Sécurité : une montée en puissance régionale
Le budget 2026 renforce nettement les actions en matière de sécurité. Pour les lycées, 2 millions d’euros supplémentaires financeront la sécurisation et des actions de prévention des addictions, notamment des consommations de stupéfiants.
La Région intégrera également les questions de sécurité dans ses contrats territoriaux, une nouveauté pour 2026.
Dans les trains, l’effort est massif : 25 millions d’euros financent la police ferroviaire (57 298 heures annuelles), la lutte anti-fraude et la vidéosurveillance, avec 460 caméras dans les trains et gares.
Enfin, la Région consacre 350 000 € au CSIRT (lutte contre la cybermalveillance) et 450 000 € à la protection de ses propres données.
Culture, sport et vie associative : des budgets sanctuarisés
Jérôme Durain se dit fier que la Région ne considère ni la culture, ni le sport, ni la vie associative comme des variables d’ajustement.

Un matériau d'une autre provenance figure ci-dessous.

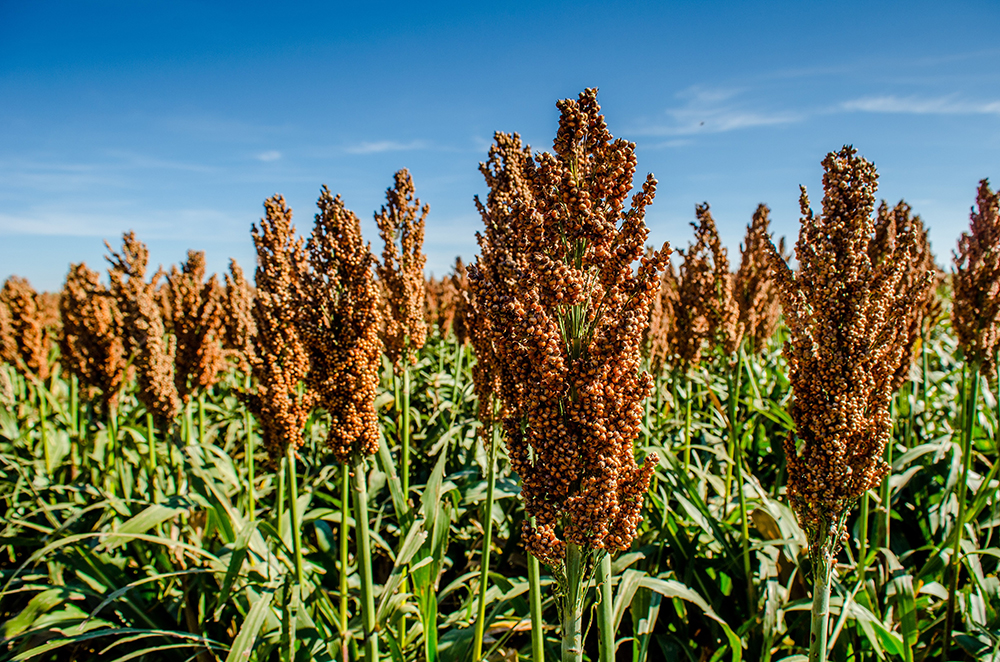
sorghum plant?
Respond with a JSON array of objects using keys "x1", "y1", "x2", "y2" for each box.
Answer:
[
  {"x1": 735, "y1": 204, "x2": 782, "y2": 355},
  {"x1": 301, "y1": 186, "x2": 382, "y2": 661},
  {"x1": 766, "y1": 146, "x2": 924, "y2": 662},
  {"x1": 944, "y1": 178, "x2": 1000, "y2": 655},
  {"x1": 375, "y1": 168, "x2": 428, "y2": 499},
  {"x1": 59, "y1": 263, "x2": 128, "y2": 413},
  {"x1": 105, "y1": 233, "x2": 180, "y2": 427},
  {"x1": 221, "y1": 259, "x2": 256, "y2": 374},
  {"x1": 0, "y1": 276, "x2": 53, "y2": 382},
  {"x1": 247, "y1": 196, "x2": 314, "y2": 466},
  {"x1": 468, "y1": 88, "x2": 666, "y2": 662}
]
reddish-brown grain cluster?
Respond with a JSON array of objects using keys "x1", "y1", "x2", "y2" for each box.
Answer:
[
  {"x1": 376, "y1": 169, "x2": 428, "y2": 369},
  {"x1": 106, "y1": 233, "x2": 181, "y2": 425},
  {"x1": 735, "y1": 205, "x2": 783, "y2": 355},
  {"x1": 163, "y1": 251, "x2": 226, "y2": 401},
  {"x1": 468, "y1": 88, "x2": 666, "y2": 566},
  {"x1": 59, "y1": 263, "x2": 129, "y2": 410},
  {"x1": 222, "y1": 259, "x2": 256, "y2": 373},
  {"x1": 301, "y1": 187, "x2": 382, "y2": 464},
  {"x1": 871, "y1": 201, "x2": 938, "y2": 391},
  {"x1": 766, "y1": 146, "x2": 927, "y2": 555},
  {"x1": 248, "y1": 196, "x2": 314, "y2": 463},
  {"x1": 0, "y1": 276, "x2": 54, "y2": 381},
  {"x1": 952, "y1": 180, "x2": 1000, "y2": 377}
]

Malgré les contraintes, le budget culture est sanctuarisé, une marque forte du mandat, et les soutiens aux associations et au sport sont maintenus.

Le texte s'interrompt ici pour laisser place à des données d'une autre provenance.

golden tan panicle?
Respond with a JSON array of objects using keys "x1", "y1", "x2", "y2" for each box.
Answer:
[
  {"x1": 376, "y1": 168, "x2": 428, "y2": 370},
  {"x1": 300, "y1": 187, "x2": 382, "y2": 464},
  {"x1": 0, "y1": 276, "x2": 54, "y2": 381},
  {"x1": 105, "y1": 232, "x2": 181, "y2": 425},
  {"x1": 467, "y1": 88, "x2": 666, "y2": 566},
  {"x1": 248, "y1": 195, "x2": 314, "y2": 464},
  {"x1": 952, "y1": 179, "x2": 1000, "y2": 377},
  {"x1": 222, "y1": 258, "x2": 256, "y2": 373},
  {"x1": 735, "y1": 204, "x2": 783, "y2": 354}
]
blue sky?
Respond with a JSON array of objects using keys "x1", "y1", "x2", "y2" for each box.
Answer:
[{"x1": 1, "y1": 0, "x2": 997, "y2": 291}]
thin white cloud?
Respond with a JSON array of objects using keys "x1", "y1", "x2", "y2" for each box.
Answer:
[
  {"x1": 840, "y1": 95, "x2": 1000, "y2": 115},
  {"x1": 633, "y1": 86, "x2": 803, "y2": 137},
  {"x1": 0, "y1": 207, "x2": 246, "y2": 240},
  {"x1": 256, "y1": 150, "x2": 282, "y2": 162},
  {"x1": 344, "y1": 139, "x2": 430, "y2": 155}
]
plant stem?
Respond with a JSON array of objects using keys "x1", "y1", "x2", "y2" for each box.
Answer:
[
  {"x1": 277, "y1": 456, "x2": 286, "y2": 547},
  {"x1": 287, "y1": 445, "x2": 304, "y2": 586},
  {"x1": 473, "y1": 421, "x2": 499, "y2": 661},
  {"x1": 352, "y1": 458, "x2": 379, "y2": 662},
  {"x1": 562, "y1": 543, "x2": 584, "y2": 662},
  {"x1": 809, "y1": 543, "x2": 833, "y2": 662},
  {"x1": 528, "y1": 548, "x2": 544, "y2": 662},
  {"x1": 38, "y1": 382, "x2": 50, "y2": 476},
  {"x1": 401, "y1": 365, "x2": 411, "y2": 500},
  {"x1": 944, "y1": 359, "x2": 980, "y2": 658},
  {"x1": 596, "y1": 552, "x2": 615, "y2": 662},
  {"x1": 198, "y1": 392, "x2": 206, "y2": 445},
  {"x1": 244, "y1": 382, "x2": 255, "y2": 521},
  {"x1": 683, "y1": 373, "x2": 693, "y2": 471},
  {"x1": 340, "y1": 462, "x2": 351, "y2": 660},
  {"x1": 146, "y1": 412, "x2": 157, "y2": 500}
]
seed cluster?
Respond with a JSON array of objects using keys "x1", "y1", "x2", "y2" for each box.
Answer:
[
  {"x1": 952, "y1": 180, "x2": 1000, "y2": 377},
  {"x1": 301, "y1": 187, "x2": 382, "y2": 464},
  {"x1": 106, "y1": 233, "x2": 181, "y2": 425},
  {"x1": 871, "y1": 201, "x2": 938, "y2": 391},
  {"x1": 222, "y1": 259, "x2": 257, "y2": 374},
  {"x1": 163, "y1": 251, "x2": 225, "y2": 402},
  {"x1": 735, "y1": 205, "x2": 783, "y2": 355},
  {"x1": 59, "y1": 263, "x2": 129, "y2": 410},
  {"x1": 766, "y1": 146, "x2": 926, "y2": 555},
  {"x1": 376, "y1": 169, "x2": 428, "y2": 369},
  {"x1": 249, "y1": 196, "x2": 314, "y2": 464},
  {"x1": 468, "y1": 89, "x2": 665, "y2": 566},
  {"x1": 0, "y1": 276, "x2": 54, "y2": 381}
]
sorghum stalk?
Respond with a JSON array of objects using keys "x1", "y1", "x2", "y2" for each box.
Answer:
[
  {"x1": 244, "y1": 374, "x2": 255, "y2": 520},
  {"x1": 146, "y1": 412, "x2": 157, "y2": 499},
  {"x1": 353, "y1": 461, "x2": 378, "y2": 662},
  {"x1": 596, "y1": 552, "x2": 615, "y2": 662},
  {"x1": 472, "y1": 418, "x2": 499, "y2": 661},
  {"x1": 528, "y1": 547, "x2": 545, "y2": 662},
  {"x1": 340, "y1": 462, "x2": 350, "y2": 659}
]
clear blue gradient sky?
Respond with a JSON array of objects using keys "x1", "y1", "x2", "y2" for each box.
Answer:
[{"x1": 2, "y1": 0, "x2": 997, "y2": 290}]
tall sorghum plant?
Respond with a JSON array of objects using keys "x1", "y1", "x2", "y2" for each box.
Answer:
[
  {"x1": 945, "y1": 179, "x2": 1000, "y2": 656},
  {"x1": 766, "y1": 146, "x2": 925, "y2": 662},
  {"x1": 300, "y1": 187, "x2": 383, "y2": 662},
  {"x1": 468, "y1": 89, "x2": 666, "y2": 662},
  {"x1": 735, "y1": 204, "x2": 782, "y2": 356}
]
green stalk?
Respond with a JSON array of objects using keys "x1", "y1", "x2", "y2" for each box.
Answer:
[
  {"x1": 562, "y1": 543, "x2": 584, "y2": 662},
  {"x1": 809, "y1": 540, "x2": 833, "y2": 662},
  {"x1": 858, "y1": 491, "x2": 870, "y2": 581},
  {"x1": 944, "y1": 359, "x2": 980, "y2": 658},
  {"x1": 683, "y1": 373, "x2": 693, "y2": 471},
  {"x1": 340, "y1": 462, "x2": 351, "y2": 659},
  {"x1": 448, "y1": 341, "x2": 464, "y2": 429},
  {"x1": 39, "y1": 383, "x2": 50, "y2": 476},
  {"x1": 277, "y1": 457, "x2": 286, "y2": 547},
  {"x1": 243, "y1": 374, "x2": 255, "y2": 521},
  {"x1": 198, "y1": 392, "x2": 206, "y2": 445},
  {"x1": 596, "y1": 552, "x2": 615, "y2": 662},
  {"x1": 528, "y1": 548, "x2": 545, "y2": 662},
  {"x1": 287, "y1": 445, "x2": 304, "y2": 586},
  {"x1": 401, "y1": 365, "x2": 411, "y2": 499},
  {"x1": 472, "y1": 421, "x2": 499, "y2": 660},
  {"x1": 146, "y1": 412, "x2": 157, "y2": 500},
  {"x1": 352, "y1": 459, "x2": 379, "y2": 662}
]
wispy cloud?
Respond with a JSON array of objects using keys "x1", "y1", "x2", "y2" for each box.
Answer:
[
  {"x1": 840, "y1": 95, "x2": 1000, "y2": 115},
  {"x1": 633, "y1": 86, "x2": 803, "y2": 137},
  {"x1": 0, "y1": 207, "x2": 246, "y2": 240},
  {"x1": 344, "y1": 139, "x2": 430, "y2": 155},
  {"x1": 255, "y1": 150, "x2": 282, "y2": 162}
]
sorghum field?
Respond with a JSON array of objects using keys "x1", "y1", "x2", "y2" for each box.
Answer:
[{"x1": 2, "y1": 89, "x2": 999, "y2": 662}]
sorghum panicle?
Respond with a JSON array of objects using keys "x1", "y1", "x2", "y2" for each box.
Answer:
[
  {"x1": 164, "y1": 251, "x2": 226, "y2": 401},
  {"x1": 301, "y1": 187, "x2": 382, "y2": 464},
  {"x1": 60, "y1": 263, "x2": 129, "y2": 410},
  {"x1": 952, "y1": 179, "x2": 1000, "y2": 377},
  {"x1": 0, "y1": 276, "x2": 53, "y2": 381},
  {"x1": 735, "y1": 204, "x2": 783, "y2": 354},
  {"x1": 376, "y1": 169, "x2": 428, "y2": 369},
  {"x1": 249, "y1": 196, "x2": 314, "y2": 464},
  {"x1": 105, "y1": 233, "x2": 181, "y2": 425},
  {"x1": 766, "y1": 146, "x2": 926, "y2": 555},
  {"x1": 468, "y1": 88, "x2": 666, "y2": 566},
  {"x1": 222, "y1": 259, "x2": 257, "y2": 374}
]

Terrain, humilité, responsabilité : la méthode revendiquée
Le président met en avant une méthode politique :
- le terrain — il affirme avoir parcouru 20 000 km depuis le début du mandat,
- l’humilité — notamment dans les relations avec les agriculteurs, qui ont reconnu l’écoute de la Région,
- la responsabilité, privilégiant les solutions concrètes plutôt que les discours spectaculaires.
Il oppose cette approche à celles cherchant à instaurer le « chaos ». Il souligne qu’un sondage récent montre que six Français sur dix soutiennent une posture de stabilité et de travail partagé.
Faire connaître les fiertés régionales : un chantier symbolique pour 2026
Jérôme Durain annonce un chantier consacré aux « fiertés » de la région : initiatives locales positives, réussites industrielles, productions locales, performances sportives, culturelles et territoriales. Il cite notamment les Worldskills, qu’il ira saluer à Dijon.
Il se présente comme un « VRP de la Région, un patriote régional » déterminé à faire rayonner les réussites bourguignonnes et franc-comtoises.
Laïcité : une vigilance indispensable à l’occasion des 120 ans de la loi de 1905
Pour conclure, Durain évoque la laïcité, rappelant l’importance de défendre cet héritage républicain face aux interprétations dévoyées. La Région organise une exposition pédagogique à Dijon, destinée ensuite aux lycées, et un Rendez-Vous de Castan consacré au sujet se tiendra le 18 décembre à Besançon.
En clôture, le président a réaffirmé que, malgré les contraintes lourdes imposées à la collectivité, le budget 2026 préserve l’essentiel, investit massivement, renforce la souveraineté régionale, et continue de porter une vision ambitieuse pour les territoires et leurs habitants.